Evaluate the answers obtained

Criteria can vary from paper to paper. But more generally, we want the question-and-answer system to provide relevant, correct, and complete answers to the subject. Hence many evaluation criteria were developed to measure such vague terms. Some of these criteria are F1 scores, accuracy, reminders, etc.

Applications

The applications of such systems are varied and exciting. These, currently used in commercial applications, have a wide range in almost every aspect. Humans are question-based organisms, so these systems are the easiest way for humans to interact with machines.

Customer Support

The most common use of such systems is to reduce the burden on customer service teams. The idea behind introducing such systems was to eliminate the initial concerns that these systems face with query uncertainty. This team enables customer service to focus on the things that matter. Today, however, the quest for full automation continues, and question-and-answer systems integrated into talking robots rapidly transform the digital experience.

Tutorial

Google is a great search engine. But Chegg is a great search engine built to answer questions. Imagine a world in which such devices enhance the whole thought process needed for a child to learn.

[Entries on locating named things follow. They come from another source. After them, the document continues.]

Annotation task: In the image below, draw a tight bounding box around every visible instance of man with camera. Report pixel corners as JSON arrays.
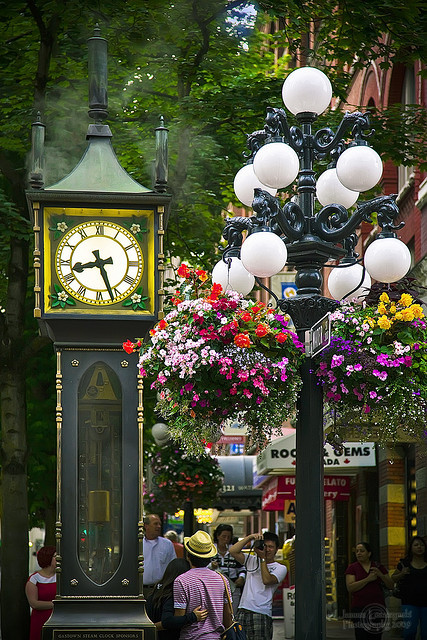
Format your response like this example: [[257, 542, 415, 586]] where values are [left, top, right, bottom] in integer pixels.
[[230, 531, 287, 640]]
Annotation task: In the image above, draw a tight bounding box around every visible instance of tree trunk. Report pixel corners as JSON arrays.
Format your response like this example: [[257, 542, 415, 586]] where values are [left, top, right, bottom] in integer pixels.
[[0, 240, 29, 640], [1, 370, 29, 640], [44, 507, 56, 547]]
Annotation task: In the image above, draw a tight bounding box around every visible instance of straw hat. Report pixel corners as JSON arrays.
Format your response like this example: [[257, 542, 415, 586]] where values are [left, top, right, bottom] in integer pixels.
[[184, 531, 217, 558]]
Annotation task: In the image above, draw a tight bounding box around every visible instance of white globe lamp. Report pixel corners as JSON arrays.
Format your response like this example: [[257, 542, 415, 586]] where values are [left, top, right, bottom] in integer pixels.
[[253, 142, 299, 189], [364, 238, 411, 282], [316, 169, 359, 209], [282, 67, 332, 115], [212, 257, 255, 296], [234, 164, 277, 207], [240, 231, 288, 278], [337, 145, 383, 191], [151, 422, 170, 447], [328, 263, 371, 302]]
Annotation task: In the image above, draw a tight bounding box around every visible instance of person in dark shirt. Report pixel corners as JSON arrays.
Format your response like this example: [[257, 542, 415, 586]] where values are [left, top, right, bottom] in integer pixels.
[[146, 558, 208, 640], [391, 536, 427, 640]]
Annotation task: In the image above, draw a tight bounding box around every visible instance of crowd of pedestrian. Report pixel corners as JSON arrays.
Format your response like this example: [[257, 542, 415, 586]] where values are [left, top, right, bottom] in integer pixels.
[[25, 514, 427, 640]]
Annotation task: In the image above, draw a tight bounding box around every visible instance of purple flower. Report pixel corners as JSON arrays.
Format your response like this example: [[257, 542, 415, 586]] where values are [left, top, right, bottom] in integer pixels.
[[331, 354, 344, 369], [372, 369, 388, 381]]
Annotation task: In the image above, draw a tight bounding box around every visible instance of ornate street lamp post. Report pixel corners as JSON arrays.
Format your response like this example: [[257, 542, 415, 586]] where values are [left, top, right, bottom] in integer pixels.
[[213, 67, 410, 640]]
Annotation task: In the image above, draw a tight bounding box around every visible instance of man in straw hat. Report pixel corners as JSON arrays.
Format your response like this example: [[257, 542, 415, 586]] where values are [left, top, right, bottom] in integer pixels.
[[173, 531, 232, 640]]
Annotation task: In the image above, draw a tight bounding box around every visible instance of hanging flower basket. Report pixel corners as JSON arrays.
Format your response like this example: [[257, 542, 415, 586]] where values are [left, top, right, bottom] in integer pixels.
[[124, 265, 305, 453], [144, 446, 224, 513], [316, 292, 427, 444]]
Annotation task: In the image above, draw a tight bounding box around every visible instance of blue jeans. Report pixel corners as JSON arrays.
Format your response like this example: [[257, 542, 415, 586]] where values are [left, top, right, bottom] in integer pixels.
[[402, 604, 427, 640]]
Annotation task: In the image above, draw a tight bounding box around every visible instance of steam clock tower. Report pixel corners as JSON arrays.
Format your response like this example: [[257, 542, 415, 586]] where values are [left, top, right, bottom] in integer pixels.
[[27, 27, 170, 640]]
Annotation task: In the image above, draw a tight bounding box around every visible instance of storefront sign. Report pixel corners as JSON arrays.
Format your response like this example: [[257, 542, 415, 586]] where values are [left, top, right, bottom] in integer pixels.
[[262, 475, 351, 511], [283, 500, 296, 524], [257, 433, 376, 476], [217, 436, 245, 444]]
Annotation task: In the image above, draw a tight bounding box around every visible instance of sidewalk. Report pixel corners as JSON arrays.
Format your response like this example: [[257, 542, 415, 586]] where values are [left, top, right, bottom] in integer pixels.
[[273, 619, 399, 640]]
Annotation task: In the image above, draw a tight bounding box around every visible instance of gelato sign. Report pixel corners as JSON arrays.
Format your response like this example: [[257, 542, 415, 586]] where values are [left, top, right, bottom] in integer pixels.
[[257, 433, 376, 476]]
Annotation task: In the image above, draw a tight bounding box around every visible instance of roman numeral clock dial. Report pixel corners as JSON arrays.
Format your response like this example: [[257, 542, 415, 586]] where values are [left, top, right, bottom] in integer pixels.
[[55, 220, 143, 306]]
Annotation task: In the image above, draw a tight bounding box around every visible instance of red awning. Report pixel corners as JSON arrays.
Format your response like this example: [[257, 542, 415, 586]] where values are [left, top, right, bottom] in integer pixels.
[[262, 475, 351, 511]]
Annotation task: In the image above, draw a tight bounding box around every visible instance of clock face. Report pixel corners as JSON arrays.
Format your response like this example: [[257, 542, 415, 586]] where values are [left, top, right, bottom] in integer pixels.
[[55, 219, 144, 306]]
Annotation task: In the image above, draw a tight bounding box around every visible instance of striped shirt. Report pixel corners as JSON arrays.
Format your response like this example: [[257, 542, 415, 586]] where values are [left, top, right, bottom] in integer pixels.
[[173, 567, 228, 640]]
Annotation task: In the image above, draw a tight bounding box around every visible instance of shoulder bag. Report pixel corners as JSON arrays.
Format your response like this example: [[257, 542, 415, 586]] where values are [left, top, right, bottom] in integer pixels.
[[217, 571, 246, 640]]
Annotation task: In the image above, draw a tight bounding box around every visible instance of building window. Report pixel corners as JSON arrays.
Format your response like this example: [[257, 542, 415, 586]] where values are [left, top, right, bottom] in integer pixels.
[[397, 67, 415, 194]]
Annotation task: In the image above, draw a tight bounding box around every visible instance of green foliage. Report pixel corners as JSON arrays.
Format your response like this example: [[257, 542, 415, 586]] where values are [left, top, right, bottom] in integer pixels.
[[258, 0, 427, 84], [144, 445, 224, 513]]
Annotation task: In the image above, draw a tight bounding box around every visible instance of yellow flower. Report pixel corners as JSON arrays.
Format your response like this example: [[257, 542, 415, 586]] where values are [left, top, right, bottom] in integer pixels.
[[399, 293, 412, 307], [410, 304, 424, 318], [378, 316, 392, 331], [402, 308, 414, 322]]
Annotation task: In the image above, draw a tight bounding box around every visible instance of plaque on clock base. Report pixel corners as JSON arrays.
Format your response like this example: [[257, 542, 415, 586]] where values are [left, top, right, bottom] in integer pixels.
[[42, 597, 157, 640]]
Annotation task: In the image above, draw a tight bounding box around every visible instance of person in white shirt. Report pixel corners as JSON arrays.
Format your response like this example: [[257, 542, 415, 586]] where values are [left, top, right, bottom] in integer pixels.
[[142, 513, 176, 598], [230, 531, 287, 640]]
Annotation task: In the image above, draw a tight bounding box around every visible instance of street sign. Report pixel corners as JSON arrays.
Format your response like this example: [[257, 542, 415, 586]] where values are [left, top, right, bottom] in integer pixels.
[[305, 313, 331, 358]]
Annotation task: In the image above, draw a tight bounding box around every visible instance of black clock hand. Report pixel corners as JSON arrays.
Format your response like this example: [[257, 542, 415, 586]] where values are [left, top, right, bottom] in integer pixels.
[[73, 249, 114, 300], [92, 251, 114, 300]]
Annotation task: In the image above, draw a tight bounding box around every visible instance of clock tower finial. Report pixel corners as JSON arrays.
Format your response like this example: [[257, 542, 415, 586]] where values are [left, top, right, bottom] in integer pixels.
[[87, 23, 108, 123]]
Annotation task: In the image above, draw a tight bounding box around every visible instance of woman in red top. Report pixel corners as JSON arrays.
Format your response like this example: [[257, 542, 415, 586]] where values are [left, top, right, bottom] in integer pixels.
[[25, 547, 56, 640], [345, 542, 393, 640]]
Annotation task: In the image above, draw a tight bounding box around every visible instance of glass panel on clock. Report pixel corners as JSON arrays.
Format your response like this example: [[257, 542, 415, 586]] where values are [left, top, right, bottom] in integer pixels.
[[78, 362, 122, 584]]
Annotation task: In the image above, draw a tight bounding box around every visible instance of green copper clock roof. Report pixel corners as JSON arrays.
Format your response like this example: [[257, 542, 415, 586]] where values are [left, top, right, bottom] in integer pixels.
[[46, 124, 151, 193]]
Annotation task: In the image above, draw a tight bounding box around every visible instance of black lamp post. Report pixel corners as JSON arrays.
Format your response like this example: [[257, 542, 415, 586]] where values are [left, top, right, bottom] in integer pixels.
[[213, 67, 410, 640]]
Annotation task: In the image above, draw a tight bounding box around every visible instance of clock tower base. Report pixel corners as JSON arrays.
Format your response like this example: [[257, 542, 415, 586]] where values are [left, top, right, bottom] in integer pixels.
[[42, 596, 157, 640]]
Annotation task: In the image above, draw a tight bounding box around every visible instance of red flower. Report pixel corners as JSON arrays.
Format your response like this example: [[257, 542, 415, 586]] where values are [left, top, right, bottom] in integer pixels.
[[255, 324, 268, 338], [207, 282, 222, 301], [177, 263, 190, 278], [123, 340, 134, 353], [196, 269, 208, 282], [234, 333, 251, 347]]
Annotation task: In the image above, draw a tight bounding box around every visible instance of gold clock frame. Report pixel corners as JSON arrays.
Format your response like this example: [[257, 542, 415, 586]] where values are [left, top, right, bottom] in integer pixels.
[[39, 206, 155, 317]]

The child is asked to ask the right questions to understand the concepts. This is an example of a question and answer system integrated into personal learning systems.

Search engines

As mentioned above, Google uses such systems to provide questions and answers. Clicking on any of the questions will increase the number of questions shown. Also, The updated list is more like a question clicked on. If not, be sure to check it out the next time you click on a question on Google.

For research

It isn’t easy to build such distributed systems. Real-time Q&A machines are challenging because of the scale at which they operate. So Today’s databases are in petabytes, and fast access to information is a big challenge.

There are many solutions for efficient storage and computing. However, ensuring that algorithms work properly with such solutions is an important challenge.